This Lent, Think of Primus

The Episcopal Diocese of New Hampshire, which has earned a reputation for relative enlightenment, decided that each day in Lent this year, beginning Feb. 14th, Ash Wednesday, they would offer a short reading to promote reflection on a person in the African American community who has shaped New Hampshire’s history. Their hope is that those reflections will help the congregation to use Lent as a time to broaden their knowledge, to say prayers in a way that assists in repentence and fosters appreciation of the contributions of those named.

The Black Heritage Trail of New Hampshire invited us to write about Primus. Being deeply in his debt, we were honored to oblige with the following item, scheduled for the 9th day of Lent, February 22nd:

According to the laws and customs of his place and time, Primus was, in a very literal sense, a man of no account. As a black African in 18th century New England, he could be, and he was, considered to be mere property in the eyes of the law.

Thousands of others who suffered that intolerable condition lived and died in utter obscurity. Not Primus.

For thirty years or more he was made to pull the lever of a wooden common press, forcing blank paper to accept black-inked type, in the process printers call making an impression. That work made an impression on him; it bent his back so, he could not stand upright.

But, though he was dealt a life of drudgery, and though he died centuries ago, still, something of Primus lives on today. The world did its best to crush him, but he left his impression on the world.

Primus first appears in 1730, his purchase noted in the account book of Hugh Hall. Before, and for two decades after, his life is a mystery. When Hall’s daughter Lydia married the printer Daniel Fowle, Primus was, apparently, Lydia’s dowry.

A few years after the marriage, Daniel and the Massachusetts legislature fell into acrimonious disagreement over “The Monster of Monsters,” a scurrilous satirical pamphlet. Under interrogation, Daniel admitted that Primus—“my Negro”—may have been involved in the printing of “the Monster.”

We know this story because Daniel published a pamphlet about being locked up in Boston’s “stone gaol.” Its tone was indignant rather than jocular, but there’s irony in its title: a slave-owning man complaining about “A Total Eclipse of Liberty.”

Daniel, Lydia, and Primus soon moved to Portsmouth, where Daniel established the province’s first print shop. Lydia died at 36, in 1761. It was at her funeral that we begin to see Primus as more than a cipher.

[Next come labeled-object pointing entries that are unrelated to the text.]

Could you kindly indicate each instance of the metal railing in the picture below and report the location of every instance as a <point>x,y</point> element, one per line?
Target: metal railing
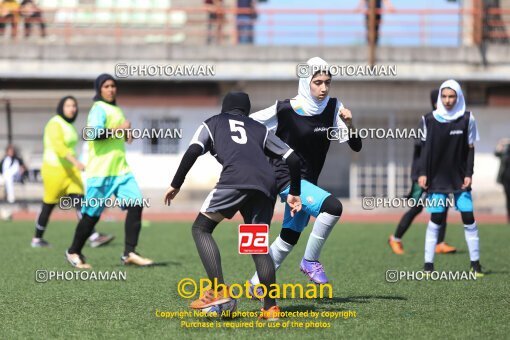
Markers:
<point>287,26</point>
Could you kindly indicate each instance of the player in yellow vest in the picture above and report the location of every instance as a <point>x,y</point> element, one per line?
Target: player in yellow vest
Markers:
<point>108,174</point>
<point>61,170</point>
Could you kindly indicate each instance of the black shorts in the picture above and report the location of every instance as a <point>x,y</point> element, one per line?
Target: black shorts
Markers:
<point>254,206</point>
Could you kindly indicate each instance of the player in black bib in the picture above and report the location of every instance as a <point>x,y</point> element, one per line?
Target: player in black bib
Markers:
<point>304,122</point>
<point>246,184</point>
<point>416,193</point>
<point>446,166</point>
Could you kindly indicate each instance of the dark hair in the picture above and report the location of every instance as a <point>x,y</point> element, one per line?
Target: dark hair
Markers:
<point>433,97</point>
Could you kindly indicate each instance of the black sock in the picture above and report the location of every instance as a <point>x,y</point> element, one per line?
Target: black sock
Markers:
<point>406,220</point>
<point>42,220</point>
<point>266,272</point>
<point>82,233</point>
<point>132,228</point>
<point>442,230</point>
<point>207,248</point>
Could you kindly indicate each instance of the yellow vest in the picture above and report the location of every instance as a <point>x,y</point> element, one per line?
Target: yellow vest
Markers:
<point>60,138</point>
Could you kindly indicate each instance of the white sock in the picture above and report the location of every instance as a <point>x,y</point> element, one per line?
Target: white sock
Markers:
<point>278,251</point>
<point>320,232</point>
<point>430,241</point>
<point>471,234</point>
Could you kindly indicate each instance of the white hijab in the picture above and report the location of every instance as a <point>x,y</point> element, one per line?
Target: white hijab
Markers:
<point>458,109</point>
<point>304,99</point>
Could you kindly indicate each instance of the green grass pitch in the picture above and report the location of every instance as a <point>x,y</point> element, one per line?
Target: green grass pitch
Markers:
<point>356,258</point>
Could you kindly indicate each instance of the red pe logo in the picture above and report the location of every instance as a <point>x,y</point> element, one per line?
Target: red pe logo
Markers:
<point>253,239</point>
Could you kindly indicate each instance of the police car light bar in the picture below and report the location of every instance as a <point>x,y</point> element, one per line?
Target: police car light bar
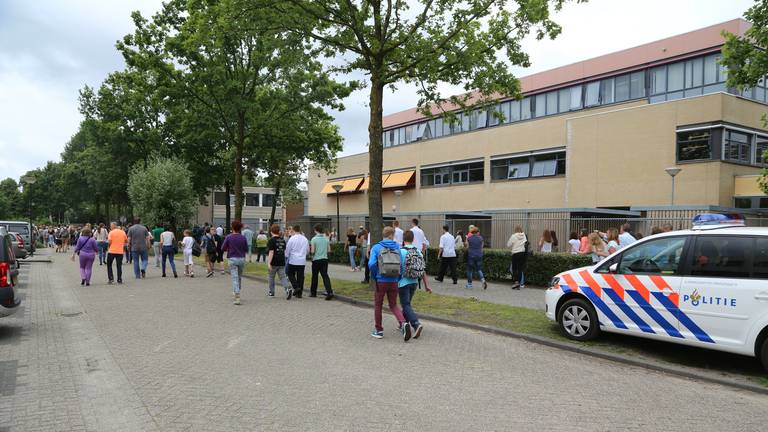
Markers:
<point>713,220</point>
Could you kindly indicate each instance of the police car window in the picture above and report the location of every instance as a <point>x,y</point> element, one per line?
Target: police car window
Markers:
<point>661,256</point>
<point>722,256</point>
<point>760,265</point>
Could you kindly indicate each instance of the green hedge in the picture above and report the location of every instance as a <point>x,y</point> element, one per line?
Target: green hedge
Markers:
<point>539,268</point>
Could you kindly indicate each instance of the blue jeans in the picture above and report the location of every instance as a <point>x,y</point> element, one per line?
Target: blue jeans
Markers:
<point>102,246</point>
<point>474,264</point>
<point>168,253</point>
<point>406,294</point>
<point>144,255</point>
<point>236,269</point>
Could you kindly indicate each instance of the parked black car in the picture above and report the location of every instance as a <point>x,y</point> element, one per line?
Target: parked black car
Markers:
<point>9,275</point>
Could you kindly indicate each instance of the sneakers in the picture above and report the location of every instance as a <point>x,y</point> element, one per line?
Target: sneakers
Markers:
<point>417,332</point>
<point>406,332</point>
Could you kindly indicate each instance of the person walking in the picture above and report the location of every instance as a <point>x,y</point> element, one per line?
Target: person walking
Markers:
<point>116,241</point>
<point>138,238</point>
<point>157,246</point>
<point>236,247</point>
<point>351,247</point>
<point>384,266</point>
<point>517,243</point>
<point>101,243</point>
<point>209,247</point>
<point>276,262</point>
<point>248,234</point>
<point>447,255</point>
<point>186,249</point>
<point>168,241</point>
<point>411,271</point>
<point>296,255</point>
<point>261,246</point>
<point>318,249</point>
<point>86,249</point>
<point>475,245</point>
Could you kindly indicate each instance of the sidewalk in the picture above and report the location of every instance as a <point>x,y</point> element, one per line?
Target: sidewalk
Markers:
<point>501,293</point>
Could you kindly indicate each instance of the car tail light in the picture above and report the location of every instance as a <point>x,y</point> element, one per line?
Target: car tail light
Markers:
<point>4,275</point>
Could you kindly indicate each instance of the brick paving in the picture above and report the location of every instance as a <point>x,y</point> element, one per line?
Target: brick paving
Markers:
<point>175,355</point>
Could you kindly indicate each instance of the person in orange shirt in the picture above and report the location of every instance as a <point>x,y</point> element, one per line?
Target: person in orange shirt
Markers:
<point>116,241</point>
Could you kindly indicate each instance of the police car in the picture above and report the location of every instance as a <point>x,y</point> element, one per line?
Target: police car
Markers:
<point>705,287</point>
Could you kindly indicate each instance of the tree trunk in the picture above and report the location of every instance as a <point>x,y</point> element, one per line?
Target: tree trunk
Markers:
<point>274,202</point>
<point>375,159</point>
<point>239,150</point>
<point>228,210</point>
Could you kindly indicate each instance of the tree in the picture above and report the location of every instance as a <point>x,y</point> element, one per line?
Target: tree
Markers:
<point>424,43</point>
<point>746,59</point>
<point>162,192</point>
<point>233,65</point>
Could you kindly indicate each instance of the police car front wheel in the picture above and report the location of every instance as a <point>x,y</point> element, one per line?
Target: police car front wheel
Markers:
<point>578,320</point>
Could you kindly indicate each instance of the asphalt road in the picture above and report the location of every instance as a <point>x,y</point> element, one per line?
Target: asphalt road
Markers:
<point>175,354</point>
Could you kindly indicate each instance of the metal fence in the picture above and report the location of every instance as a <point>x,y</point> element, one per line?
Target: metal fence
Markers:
<point>496,228</point>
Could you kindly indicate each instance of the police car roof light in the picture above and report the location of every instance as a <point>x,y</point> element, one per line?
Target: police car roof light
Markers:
<point>715,220</point>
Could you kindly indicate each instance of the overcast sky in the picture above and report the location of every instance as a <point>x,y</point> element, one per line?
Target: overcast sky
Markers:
<point>49,49</point>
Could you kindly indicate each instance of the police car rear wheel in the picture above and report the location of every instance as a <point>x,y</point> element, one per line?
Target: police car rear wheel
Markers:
<point>578,320</point>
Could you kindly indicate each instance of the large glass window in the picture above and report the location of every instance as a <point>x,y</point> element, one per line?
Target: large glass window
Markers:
<point>621,92</point>
<point>694,145</point>
<point>593,94</point>
<point>722,256</point>
<point>660,257</point>
<point>606,91</point>
<point>540,165</point>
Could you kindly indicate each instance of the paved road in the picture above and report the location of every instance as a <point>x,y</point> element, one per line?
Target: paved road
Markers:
<point>165,354</point>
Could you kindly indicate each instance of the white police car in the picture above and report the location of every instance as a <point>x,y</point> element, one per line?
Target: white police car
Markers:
<point>706,287</point>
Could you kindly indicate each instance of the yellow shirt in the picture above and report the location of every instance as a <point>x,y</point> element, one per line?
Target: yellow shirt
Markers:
<point>117,239</point>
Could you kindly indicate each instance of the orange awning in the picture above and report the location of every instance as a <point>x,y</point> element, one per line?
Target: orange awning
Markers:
<point>328,188</point>
<point>397,180</point>
<point>367,181</point>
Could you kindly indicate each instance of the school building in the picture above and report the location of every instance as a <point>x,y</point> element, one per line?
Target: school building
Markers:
<point>600,138</point>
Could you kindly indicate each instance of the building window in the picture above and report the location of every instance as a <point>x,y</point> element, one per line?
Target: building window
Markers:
<point>251,200</point>
<point>452,174</point>
<point>539,165</point>
<point>220,198</point>
<point>694,145</point>
<point>736,147</point>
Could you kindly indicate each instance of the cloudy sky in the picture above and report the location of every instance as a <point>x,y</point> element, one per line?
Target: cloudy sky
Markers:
<point>51,48</point>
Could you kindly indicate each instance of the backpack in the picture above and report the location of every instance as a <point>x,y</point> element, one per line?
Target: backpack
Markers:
<point>389,262</point>
<point>414,264</point>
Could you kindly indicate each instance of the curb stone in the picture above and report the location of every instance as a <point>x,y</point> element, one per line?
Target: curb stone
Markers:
<point>618,358</point>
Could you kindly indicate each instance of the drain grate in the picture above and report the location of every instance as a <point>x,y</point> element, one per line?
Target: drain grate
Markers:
<point>8,373</point>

According to Portsmouth printer Charles Brewster’s Rambles About Portsmouth, Primus “mourned the loss of his mistress, and called her an old fool for dying.”

Tobias Ham Miller, yet another printer, gives a fuller account: Primus “inadvertently got on the right hand [of the funeral procession], which in this case, was evidently the wrong side.” Through nods and gestures, Daniel tried to get Primus to exchange places.

“At last [Daniel] whispered, ‘Go to the other side,’ expecting to be promptly obeyed in so slight and reasonable a request; but, to his surprise and that of the bystanders, Primus screamed out, ‘Go tudder side ye’se’f, ye mean jade.’ The master of course complied, and the procession moved off.”

Primus didn’t even own his own body, but he knew who he was—and so did those around him. On his death in 1791, he achieved a unique distinction for an enslaved black man: he was eulogized in the very paper over whose pages he had once labored.

He may even have left undiscovered surprises, waiting for us yet. In 2015, a Dartmouth librarian, inspecting a broadsheet printed in Daniel’s shop, discovered, written in a faded but elegant hand, the words, “Prime Fowle a man of handsome color 1760.”